As noted in my August 21, 2012 blog post, UNDP finds a broad correlation between gender inequality and human development outcomes. Low-ranking countries on the Human Development Index (HDI) in general perform much more poorly on gender inequality measurements than do high-HDI countries. Higher levels of female education and literacy have been found to reduce child mortality and improve educational outcomes for the next generation. The presence of women in political leadership positions appears to increase schooling for girls. Lower fertility rates, also associated with increased educational attainment for women, can have a positive effect on growth, while gender inequality in education undermines growth. In my own recent research, my colleagues and I show a strong correlation between gender equality and economic and social rights fulfillment, finding a positive relationship between our Social & Economic Fulfillment Rights Index and Social Watch’s Gender Equity Index and UNDP’s Gender Inequality Index.
Saudi Arabia already has quite high SERF and HDI scores relative to its poor gender equality score. However, steps in the direction of gender parity even at the level of athletics can have positive effects on women’s equality within the country more broadly, and may help sustain and increase high levels of development in the long term. Playing sports can be an essential part of education, teaching leadership and teamwork to participants, as well as improving self-esteem and overall health. (For more on this, Emerging Voices contributor Katie Rock discusses the substantial benefits of giving girls the opportunity to play sports and the challenges of doing so, as she’s seen through her work in Nicaragua).

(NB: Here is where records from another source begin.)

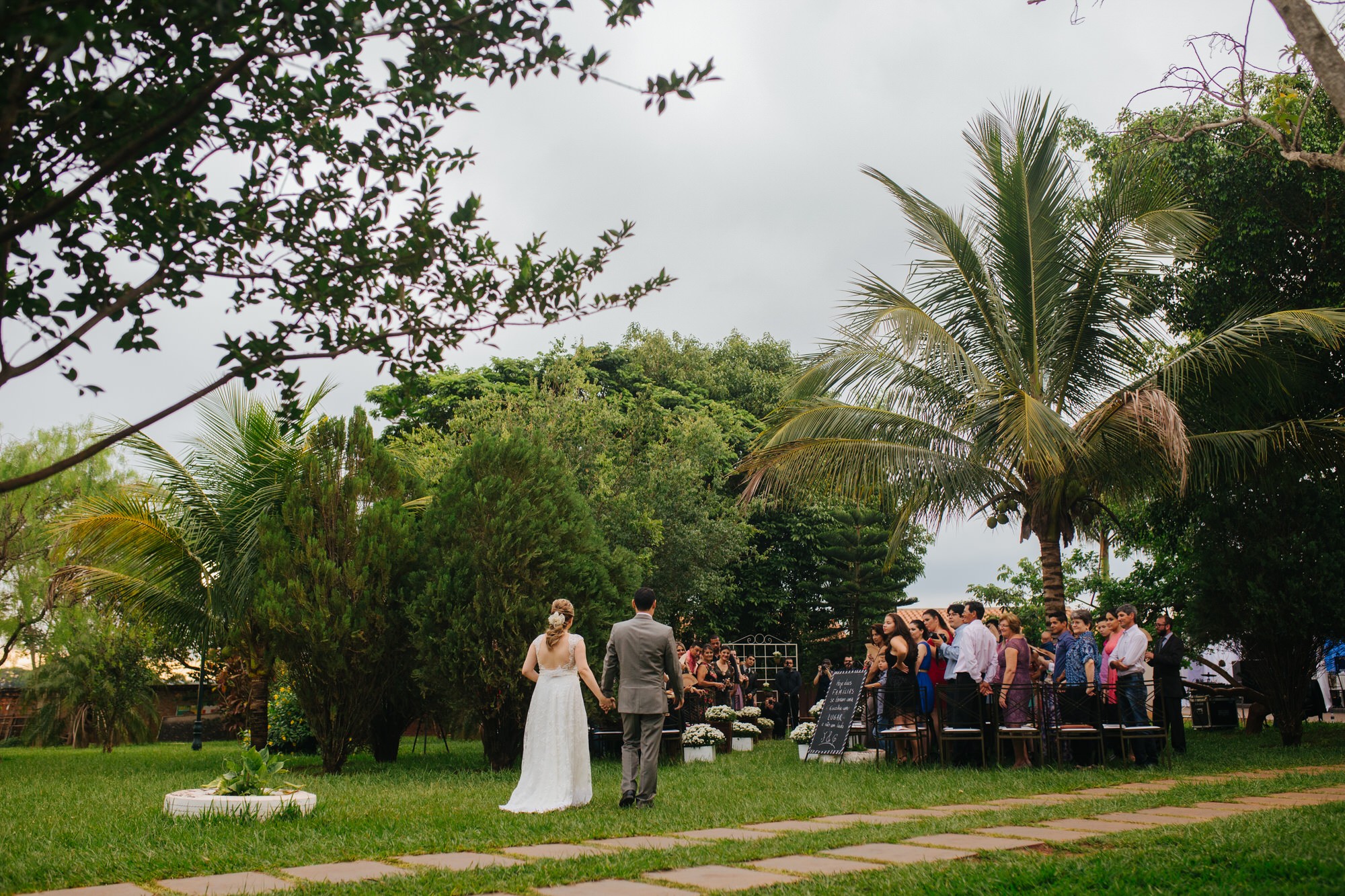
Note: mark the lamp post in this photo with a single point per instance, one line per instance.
(208, 577)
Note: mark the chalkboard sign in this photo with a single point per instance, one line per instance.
(837, 715)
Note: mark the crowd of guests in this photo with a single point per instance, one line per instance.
(1082, 670)
(1081, 674)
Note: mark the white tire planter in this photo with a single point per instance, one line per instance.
(206, 802)
(699, 754)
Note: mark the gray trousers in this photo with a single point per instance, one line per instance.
(641, 739)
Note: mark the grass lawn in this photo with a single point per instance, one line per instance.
(83, 817)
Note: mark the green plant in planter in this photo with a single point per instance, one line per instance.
(255, 774)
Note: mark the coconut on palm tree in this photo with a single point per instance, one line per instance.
(1024, 373)
(184, 546)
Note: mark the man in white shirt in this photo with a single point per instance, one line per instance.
(976, 659)
(1128, 661)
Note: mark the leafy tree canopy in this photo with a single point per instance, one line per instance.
(286, 158)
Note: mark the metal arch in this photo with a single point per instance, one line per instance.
(763, 649)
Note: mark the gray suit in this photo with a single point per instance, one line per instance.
(645, 655)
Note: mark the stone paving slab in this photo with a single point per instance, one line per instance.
(1031, 831)
(724, 833)
(973, 841)
(461, 861)
(913, 813)
(1191, 811)
(346, 872)
(898, 853)
(1147, 819)
(99, 889)
(640, 842)
(227, 884)
(613, 887)
(1149, 786)
(556, 850)
(859, 818)
(1305, 797)
(810, 826)
(1235, 807)
(1097, 826)
(722, 877)
(812, 865)
(1276, 802)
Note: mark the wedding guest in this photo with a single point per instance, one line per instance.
(875, 647)
(1168, 658)
(711, 678)
(1015, 682)
(822, 681)
(789, 682)
(1109, 633)
(750, 689)
(696, 698)
(1128, 661)
(1061, 639)
(974, 662)
(1081, 662)
(902, 696)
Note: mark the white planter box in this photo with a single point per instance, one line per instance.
(198, 802)
(699, 754)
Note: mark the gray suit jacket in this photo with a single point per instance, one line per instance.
(642, 651)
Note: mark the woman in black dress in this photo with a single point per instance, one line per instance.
(903, 693)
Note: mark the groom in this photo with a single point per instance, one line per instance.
(645, 654)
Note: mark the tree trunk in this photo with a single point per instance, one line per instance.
(1052, 575)
(1316, 44)
(259, 697)
(502, 739)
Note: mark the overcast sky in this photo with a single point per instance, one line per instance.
(751, 196)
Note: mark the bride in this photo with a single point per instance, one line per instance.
(556, 762)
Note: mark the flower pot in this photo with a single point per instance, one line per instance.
(699, 754)
(206, 802)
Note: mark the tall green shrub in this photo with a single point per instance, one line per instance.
(332, 573)
(508, 532)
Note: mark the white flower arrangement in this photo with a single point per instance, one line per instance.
(703, 736)
(720, 713)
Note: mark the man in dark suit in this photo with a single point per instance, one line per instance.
(1168, 657)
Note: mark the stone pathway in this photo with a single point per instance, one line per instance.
(781, 869)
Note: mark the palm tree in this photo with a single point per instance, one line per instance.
(1026, 373)
(184, 546)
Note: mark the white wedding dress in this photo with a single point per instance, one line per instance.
(556, 763)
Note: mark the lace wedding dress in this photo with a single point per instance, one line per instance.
(556, 763)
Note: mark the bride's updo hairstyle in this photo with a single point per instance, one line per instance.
(563, 614)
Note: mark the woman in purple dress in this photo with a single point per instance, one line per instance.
(1015, 680)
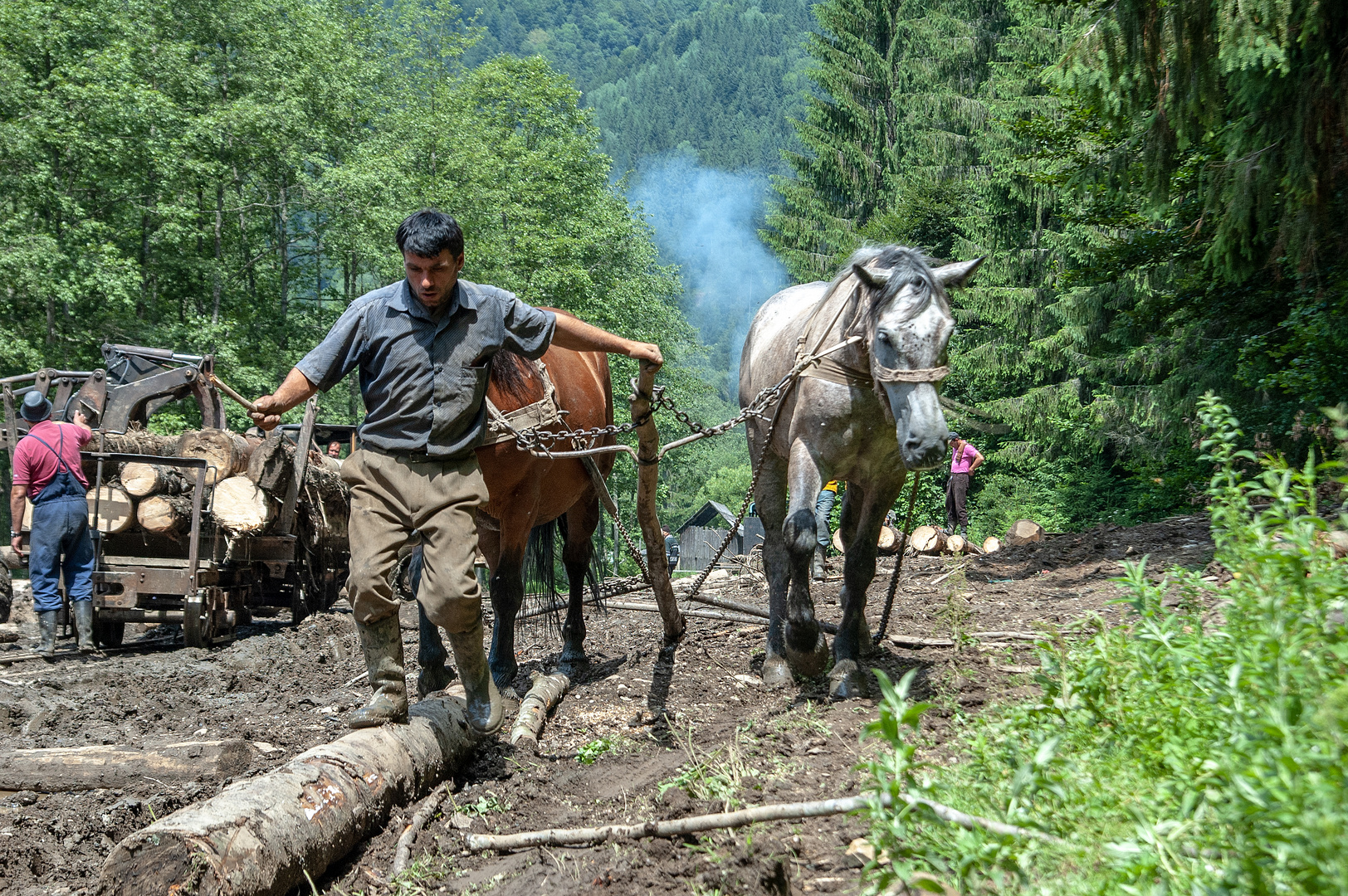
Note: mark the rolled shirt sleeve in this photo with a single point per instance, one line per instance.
(529, 330)
(339, 353)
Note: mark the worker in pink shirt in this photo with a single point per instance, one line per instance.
(47, 472)
(964, 460)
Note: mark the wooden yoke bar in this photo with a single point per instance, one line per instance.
(648, 472)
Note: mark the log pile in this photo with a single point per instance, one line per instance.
(246, 484)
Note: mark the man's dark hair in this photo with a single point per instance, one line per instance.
(427, 232)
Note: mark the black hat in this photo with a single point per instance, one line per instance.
(36, 407)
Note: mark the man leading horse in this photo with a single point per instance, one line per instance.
(423, 348)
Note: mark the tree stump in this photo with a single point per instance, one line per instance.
(1025, 533)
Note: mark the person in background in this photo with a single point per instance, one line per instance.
(823, 509)
(47, 472)
(964, 461)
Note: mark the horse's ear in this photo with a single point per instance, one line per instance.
(872, 279)
(957, 272)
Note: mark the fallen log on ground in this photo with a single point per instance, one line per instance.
(928, 539)
(770, 813)
(143, 480)
(226, 453)
(544, 695)
(261, 835)
(79, 768)
(1025, 533)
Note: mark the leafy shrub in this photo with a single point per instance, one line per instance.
(1199, 748)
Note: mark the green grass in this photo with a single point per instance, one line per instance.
(1188, 751)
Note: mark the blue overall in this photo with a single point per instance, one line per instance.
(60, 526)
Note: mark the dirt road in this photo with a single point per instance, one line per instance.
(607, 756)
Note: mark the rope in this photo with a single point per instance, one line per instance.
(898, 563)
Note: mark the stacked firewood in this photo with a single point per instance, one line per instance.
(246, 485)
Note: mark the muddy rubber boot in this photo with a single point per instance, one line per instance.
(47, 632)
(486, 710)
(382, 643)
(818, 569)
(84, 626)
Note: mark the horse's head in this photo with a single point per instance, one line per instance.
(906, 319)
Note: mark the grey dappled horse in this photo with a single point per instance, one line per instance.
(868, 416)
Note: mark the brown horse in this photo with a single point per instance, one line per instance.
(526, 492)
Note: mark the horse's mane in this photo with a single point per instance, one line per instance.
(512, 376)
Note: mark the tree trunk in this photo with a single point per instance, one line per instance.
(226, 453)
(143, 480)
(164, 515)
(116, 509)
(138, 442)
(1025, 533)
(242, 507)
(77, 768)
(261, 835)
(928, 539)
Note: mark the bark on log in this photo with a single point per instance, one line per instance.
(116, 509)
(164, 514)
(928, 539)
(143, 480)
(257, 837)
(226, 453)
(136, 442)
(242, 507)
(77, 768)
(544, 695)
(1025, 533)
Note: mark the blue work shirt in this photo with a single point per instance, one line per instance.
(423, 379)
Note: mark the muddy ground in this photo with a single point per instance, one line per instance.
(727, 742)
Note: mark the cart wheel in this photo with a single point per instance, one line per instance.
(108, 632)
(194, 623)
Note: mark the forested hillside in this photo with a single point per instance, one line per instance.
(719, 79)
(1158, 193)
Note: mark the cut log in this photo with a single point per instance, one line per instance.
(544, 695)
(1025, 533)
(143, 480)
(226, 453)
(136, 442)
(242, 507)
(261, 835)
(77, 768)
(116, 509)
(164, 514)
(928, 539)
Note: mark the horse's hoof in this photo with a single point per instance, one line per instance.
(847, 682)
(433, 678)
(777, 673)
(808, 663)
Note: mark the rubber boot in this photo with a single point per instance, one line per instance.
(84, 626)
(818, 570)
(382, 643)
(47, 632)
(486, 710)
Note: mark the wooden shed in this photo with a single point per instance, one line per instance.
(697, 541)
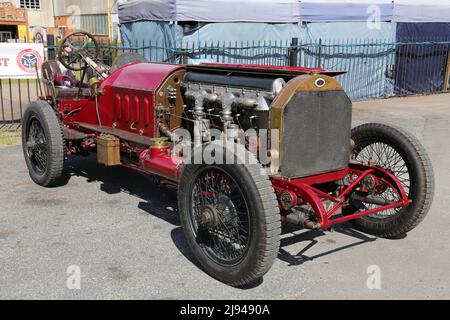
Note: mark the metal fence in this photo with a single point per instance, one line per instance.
(374, 68)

Though the Saudi reform only applies to private schools initially, the decision is interpreted by many as a test before expanding girls’ sports to public schools. The move also calls for ensuring proper facilities for women to practice, no small order in a country where adequate space for women to exercise in private, in accordance with sharia law, is severely lacking. More girls on the soccer field is a small leap forward well worth celebrating.